The GRR gets larger because the the TV has to decrease to fit the spec. Since that comes at the expense of throwing away otherwise good product, the GRR has to get larger.

To recap, your TV is an RSS of the 3 major components of variability, one of which (AV) is assumed to be zero, since it's an instrument and not an actual gage. The EV, based on the original statement of GRR=20%, is essentially 1/2 as large as the entire PV. If EV were zero, then all of the product would be acceptable at its specified limits. Luckily, you're RSS'ing everything, but, as it stands, the EV is potentially hurting you by potentially passing bad product as good, and failing good product. Assuming that you want to minimize the acceptance of bad product means that you'll now have to throw away good product, so that can only happen if you reduce the acceptance limits from the original 5% to ~4.3%. Since the EV is unchanged, the GRR winds up being larger, since its relative magnitude is now 0.5/0.866 = ~58% as big as the PV.

Hopefully, that makes sense; I think it does, but caveat, this is new material for me.

TTFN (ta ta for now)
I can do absolutely anything.

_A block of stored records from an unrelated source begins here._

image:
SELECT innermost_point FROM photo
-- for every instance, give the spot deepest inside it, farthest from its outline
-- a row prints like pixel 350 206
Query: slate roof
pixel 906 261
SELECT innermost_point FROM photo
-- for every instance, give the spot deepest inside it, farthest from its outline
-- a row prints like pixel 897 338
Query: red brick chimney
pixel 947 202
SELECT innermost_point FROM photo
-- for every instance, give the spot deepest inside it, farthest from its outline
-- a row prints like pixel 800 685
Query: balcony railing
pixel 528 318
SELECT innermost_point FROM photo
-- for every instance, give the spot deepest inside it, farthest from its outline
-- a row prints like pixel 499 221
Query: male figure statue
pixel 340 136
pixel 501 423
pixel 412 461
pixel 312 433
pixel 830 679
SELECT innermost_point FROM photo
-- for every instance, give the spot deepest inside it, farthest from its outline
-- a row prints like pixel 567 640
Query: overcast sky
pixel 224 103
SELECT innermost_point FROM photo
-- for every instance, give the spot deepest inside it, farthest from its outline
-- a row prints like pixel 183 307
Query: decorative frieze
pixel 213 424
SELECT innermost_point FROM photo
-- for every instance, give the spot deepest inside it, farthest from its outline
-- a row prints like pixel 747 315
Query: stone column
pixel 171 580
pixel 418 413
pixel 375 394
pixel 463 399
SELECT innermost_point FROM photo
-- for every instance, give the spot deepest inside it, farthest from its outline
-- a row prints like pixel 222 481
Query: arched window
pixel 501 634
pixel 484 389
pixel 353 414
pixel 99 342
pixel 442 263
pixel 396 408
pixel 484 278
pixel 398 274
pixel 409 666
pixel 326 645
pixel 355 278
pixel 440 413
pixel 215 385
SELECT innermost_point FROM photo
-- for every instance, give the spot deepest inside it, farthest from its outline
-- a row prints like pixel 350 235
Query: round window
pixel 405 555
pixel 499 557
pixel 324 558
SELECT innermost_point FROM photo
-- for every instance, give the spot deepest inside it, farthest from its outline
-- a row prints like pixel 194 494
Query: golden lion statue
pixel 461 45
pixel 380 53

I'm an expert! faq731-376 forum1529 Entire Forum list
 
I believe that is correct, it makes sense to me. Thanks for the help. MFG is not going to like +/-4.33%, it's a little more than the +/-4.20% I was allowing but not the +/-4.8% they have been arguing for (+/-[1-.2^2]*5%).

Totally agree we need to improve MFG process capability AND gauge repeatably.

One saving grace is that in most applications this product gets used with multiple units in parallel. Typically 5 to 10 of them are fitted into the customers metering block and the flows combined. Assuming sufficient randomization the average combined flow should be more uniform than the individual units.